The delivery of newbuilds has been rampant since the beginning of this year, especially of ultra large container vessels (ULCVs). What is more, newbuild deliveries for the remainder of the year are still biased toward ultra large ships but not as much as in the first seven months.
The yards have delivered 947,000 TEU of newbuilt containership capacity, according to the figures from BIMCO, with only 36,833 TEU of capacity demolished by early August.
“During Q2-2018, just five ships (9,608 TEU) were taken out. It’s been 10 years since we last had such a low level of capacity removed. Only small and old ships have been broken up. In 2018, the average ship being demolished was 24 years old, with a capacity of 1,754 TEU. In 2017, the average ship was 21 years old and 2,807 TEU in size,” BIMCO’s Chief Shipping Analyst Peter Sand says.
To cap it all, considerable portion of the idle fleet has been reactivated fuelling further the supply growth and pushing freight rates down.
BIMCO said that the idle fleet dropped from 417,000 TEU at the beginning of the year to 341,000 TEU at the end of July 2018.
Sand explained that due to the ongoing trends on the market BIMCO has downgraded its demolition estimate from 250,000 TEU to just 80,000 TEU. This results in an estimated nominal fleet growth of 5.5% for 2018.
“If you keep demand growth and idle fleet fixed, the fundamental balance will deteriorate if the fleet growth goes up from 5.5% to 5.7%,” he added.

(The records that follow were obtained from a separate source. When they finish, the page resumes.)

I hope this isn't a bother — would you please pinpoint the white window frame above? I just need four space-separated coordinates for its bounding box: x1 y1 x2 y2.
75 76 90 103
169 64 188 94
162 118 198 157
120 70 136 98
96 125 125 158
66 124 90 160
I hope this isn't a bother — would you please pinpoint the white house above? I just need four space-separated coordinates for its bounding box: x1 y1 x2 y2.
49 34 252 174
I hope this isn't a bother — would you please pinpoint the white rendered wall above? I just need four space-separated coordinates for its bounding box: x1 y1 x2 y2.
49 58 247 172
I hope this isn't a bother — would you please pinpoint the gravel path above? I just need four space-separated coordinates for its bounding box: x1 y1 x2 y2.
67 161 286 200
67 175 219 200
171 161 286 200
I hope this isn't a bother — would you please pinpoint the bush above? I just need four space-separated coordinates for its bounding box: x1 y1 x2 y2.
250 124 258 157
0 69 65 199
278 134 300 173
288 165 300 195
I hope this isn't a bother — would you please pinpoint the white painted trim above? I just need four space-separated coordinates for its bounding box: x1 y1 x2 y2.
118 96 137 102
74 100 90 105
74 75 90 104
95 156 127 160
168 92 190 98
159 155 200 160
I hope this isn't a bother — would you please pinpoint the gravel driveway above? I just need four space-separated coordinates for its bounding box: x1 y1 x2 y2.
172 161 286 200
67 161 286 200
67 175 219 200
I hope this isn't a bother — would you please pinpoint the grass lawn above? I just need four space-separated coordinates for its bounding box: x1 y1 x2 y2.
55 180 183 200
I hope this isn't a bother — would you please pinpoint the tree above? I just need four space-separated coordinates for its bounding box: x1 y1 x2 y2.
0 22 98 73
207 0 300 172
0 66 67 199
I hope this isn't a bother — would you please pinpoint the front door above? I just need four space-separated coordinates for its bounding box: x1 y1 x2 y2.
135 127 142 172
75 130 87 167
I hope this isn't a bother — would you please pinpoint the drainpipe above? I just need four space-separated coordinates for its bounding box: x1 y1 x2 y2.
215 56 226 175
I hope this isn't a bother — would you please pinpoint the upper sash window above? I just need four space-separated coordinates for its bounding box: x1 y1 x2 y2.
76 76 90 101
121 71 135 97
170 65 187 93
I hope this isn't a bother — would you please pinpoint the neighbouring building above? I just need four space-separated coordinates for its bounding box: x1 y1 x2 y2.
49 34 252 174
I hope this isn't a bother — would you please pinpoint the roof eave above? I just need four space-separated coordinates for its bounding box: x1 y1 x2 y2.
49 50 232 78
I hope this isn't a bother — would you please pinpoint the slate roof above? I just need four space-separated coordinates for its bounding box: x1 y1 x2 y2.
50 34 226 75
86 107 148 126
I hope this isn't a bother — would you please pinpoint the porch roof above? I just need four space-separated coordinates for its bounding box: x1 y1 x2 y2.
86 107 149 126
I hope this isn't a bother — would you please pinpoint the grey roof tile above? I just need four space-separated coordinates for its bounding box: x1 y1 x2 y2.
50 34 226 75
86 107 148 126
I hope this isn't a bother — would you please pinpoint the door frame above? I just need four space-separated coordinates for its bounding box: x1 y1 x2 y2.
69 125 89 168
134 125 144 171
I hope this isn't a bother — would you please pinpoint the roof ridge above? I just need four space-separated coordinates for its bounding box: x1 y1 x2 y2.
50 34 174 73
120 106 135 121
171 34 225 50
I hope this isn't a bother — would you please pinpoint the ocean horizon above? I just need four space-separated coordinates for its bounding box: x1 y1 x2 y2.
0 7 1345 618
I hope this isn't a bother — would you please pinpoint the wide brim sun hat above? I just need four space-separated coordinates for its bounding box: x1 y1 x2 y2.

Due to faster fleet growth and slower demand growth, the expected improvement of fundamental balance seems to be a long way ahead. What is more, demand growth is bigger in the short intra-regional hauls than in the longer-distance trades for which the ULCVs are intended for.
With 3.8%, global demand growth and a year-to-date fleet growth of 4.4%, BIMCO expects a worsening of the fundamental market balance, resulting in lower freight rates.
However, things are looking brighter for next year.
“Currently, 2019 is on target for much more manageable fleet growth, that not even a very low level of demolition would be capable of putting off track, unless a sudden rush by shipowners towards the yards emerges. Contracting interest tends to come in waves, and its been low so far in 2018,” Sand added.